American Health Imaging is a medical company, but much of their model for differentiation has to do with great customer care. I had a procedure recently at one of their centers, and I was blown away by the care I received. The atmosphere was cozy, appointments ran on time, the tech gave me a blankie, and I got to choose the music (Enya) that was played during the procedure. And, the cost was far below what I would have paid at a hospital owned center. My experience at AHI had everything to do not only with the model, but mostly with the center staff and how I was treated.
For businesses like American Health Imaging, keeping employees happy by sharing in the profits, whether they directly connect it to their performance or not, is a great fit.
Connect the Dots
One of the problems often cited with profit sharing programs is that employees don’t necessarily connect their performance to the increase in profits that results in their share. So, in those cases, it doesn’t do a lot to directly influence employee effectiveness. That doesn’t mean it’s not a good idea, but do make sure you know what results you want, and, where needed, connect the dots for your team, and create the sharing program as something separate from their salary.
In the case of American Health Imaging, profit sharing is not part of job negotiations.
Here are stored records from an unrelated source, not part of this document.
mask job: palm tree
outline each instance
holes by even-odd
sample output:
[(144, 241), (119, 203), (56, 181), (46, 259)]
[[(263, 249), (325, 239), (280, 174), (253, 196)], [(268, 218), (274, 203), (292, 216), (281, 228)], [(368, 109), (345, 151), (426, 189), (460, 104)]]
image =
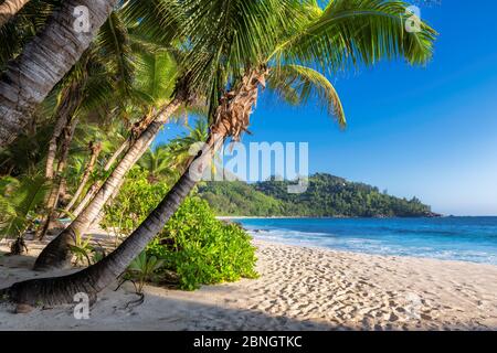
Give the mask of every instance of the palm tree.
[(88, 163), (85, 167), (85, 170), (83, 172), (83, 176), (80, 181), (80, 184), (76, 189), (76, 192), (74, 193), (73, 197), (71, 199), (70, 203), (65, 206), (64, 211), (70, 212), (71, 208), (74, 206), (76, 201), (80, 199), (81, 194), (83, 193), (83, 190), (86, 185), (86, 183), (89, 180), (89, 176), (95, 169), (96, 162), (98, 160), (98, 154), (101, 154), (102, 151), (102, 143), (101, 142), (89, 142), (89, 160)]
[(0, 28), (18, 13), (30, 0), (6, 0), (0, 3)]
[[(262, 21), (261, 13), (256, 10), (258, 7), (269, 9), (273, 3), (271, 0), (186, 2), (193, 9), (191, 11), (193, 23), (187, 23), (188, 26), (193, 30), (201, 29), (192, 42), (192, 53), (197, 53), (198, 56), (191, 57), (194, 58), (192, 60), (194, 64), (190, 66), (193, 69), (191, 79), (202, 82), (211, 78), (209, 79), (211, 87), (230, 87), (213, 107), (207, 148), (192, 160), (186, 173), (156, 210), (116, 250), (102, 261), (68, 276), (14, 284), (4, 292), (18, 303), (71, 302), (73, 295), (81, 291), (95, 299), (97, 292), (126, 269), (176, 212), (195, 185), (194, 175), (209, 165), (210, 151), (222, 145), (226, 138), (239, 139), (247, 129), (260, 87), (265, 86), (266, 77), (272, 74), (269, 64), (276, 68), (289, 64), (307, 65), (329, 72), (349, 67), (350, 64), (352, 66), (360, 63), (373, 64), (381, 58), (400, 56), (413, 64), (421, 64), (431, 57), (434, 41), (434, 32), (425, 24), (417, 33), (404, 31), (405, 4), (399, 1), (335, 0), (322, 11), (316, 1), (305, 3), (279, 1), (279, 6), (294, 6), (295, 13), (292, 15), (288, 12), (290, 7), (273, 13), (282, 13), (285, 18), (294, 19), (298, 32), (295, 31), (296, 28), (288, 31), (288, 28), (282, 26), (271, 13), (266, 13), (267, 17)], [(202, 11), (194, 11), (195, 7)], [(299, 13), (305, 13), (306, 17), (303, 18)], [(233, 18), (236, 19), (236, 23), (246, 25), (245, 31), (230, 29), (235, 24), (234, 21), (230, 21)], [(268, 31), (268, 23), (277, 23), (278, 30)], [(285, 40), (283, 45), (279, 39)], [(267, 62), (267, 58), (272, 62)], [(212, 71), (212, 67), (219, 68), (222, 65), (224, 69), (221, 72)], [(218, 92), (212, 92), (212, 95), (218, 95)], [(332, 111), (339, 113), (337, 99), (325, 104), (334, 105)], [(338, 115), (340, 120), (340, 113)]]

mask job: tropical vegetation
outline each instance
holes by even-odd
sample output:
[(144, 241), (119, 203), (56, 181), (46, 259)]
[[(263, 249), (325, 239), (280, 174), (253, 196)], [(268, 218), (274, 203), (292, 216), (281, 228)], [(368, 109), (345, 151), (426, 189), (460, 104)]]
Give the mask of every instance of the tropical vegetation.
[(209, 182), (199, 188), (222, 216), (304, 217), (421, 217), (435, 216), (416, 197), (389, 195), (378, 188), (318, 173), (308, 178), (303, 193), (288, 193), (292, 181), (274, 179), (247, 184), (241, 181)]
[[(173, 272), (187, 289), (255, 276), (246, 234), (191, 195), (213, 152), (248, 130), (264, 89), (320, 105), (345, 127), (330, 77), (381, 60), (423, 65), (436, 35), (421, 20), (408, 32), (412, 14), (395, 0), (7, 2), (17, 6), (0, 19), (2, 229), (55, 235), (39, 270), (73, 266), (75, 254), (91, 264), (0, 292), (31, 306), (95, 299), (123, 274), (142, 282)], [(85, 11), (74, 15), (82, 7), (88, 28)], [(166, 122), (188, 125), (188, 115), (203, 122), (150, 150)], [(191, 153), (197, 141), (204, 147)], [(40, 174), (49, 188), (30, 199), (21, 180)], [(127, 183), (136, 178), (139, 189)], [(98, 224), (119, 228), (108, 252), (89, 245)]]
Employees agree to come on board based on specific salary and benefits. It’s not until after they start that the profit sharing program is introduced. It’s a nice surprise, after employees have made the emotional commitment to AHI.
Another way to make the program effective is to ensure that it actually matters to your team. Says Arant, “We have people here that their income goes up 20, 30, 40% when we give that to them, because they’re fairly lucrative plans. I believe, as I have from day one, in sharing the success of the business. This is not a company whereby, in my case, the founder and owner is the one that’s cashing all the checks. We really put it back to the people that make it happen; because again, it is the people that make a company great.”
Even if team members don’t connect the dots between performance and reward as directly as they might with a more traditional bonus program, profit sharing in customer service organizations still has a positive effect on the outcome. It is a piece of making the employees feel happy and taken care of, which translates directly into better customer care. And, that does make your business more profitable.
Keep People Engaged
Particularly in an industry that relies so heavily on great customers service, keeping your team engaged in the company values, and in the effect that those values have on the bottom line, will make a profit sharing program motivational for the team.
American Health Imaging relies heavily on leadership to communicate their message. Regional managers understand the core philosophies of the company, and work to keep them alive in their region. Arant says, “It’s easy to forget (the values) over time, but our guys do a great job of keeping that alive, and going forward. So any company, I don’t care what industry you’re in, is built on the people. It is not the founder, it’s not the product really, in most cases, it is the people that deliver it every day. So we’re just lucky we’ve got great people.”
In the early days, Arant and Balentine spent considerable time with their team members. As the company took off on a fast growth trajectory, that became impossible to do on a consistent basis. Now, they host an annual employee appreciation party each year in Atlanta. They pay to bring in every member of the team, along with their spouses, to reconnect with the values, and celebrate employees that make the business a success.
They also bring all new-hires to Atlanta for two days of training, insuring that the indoctrination into company culture stays true to the values at the core of the company. Activities like this serve to keep employees engaged with their contribution to the company – which in turn makes the profit sharing hit closer to home.
Says Arant, “You’ve got to have great people, and you’ve got to take care of those great people, and make them always believe, from my position down, that they’re appreciated and that they’re a part of the team.” Profit sharing can be an important piece to that puzzle.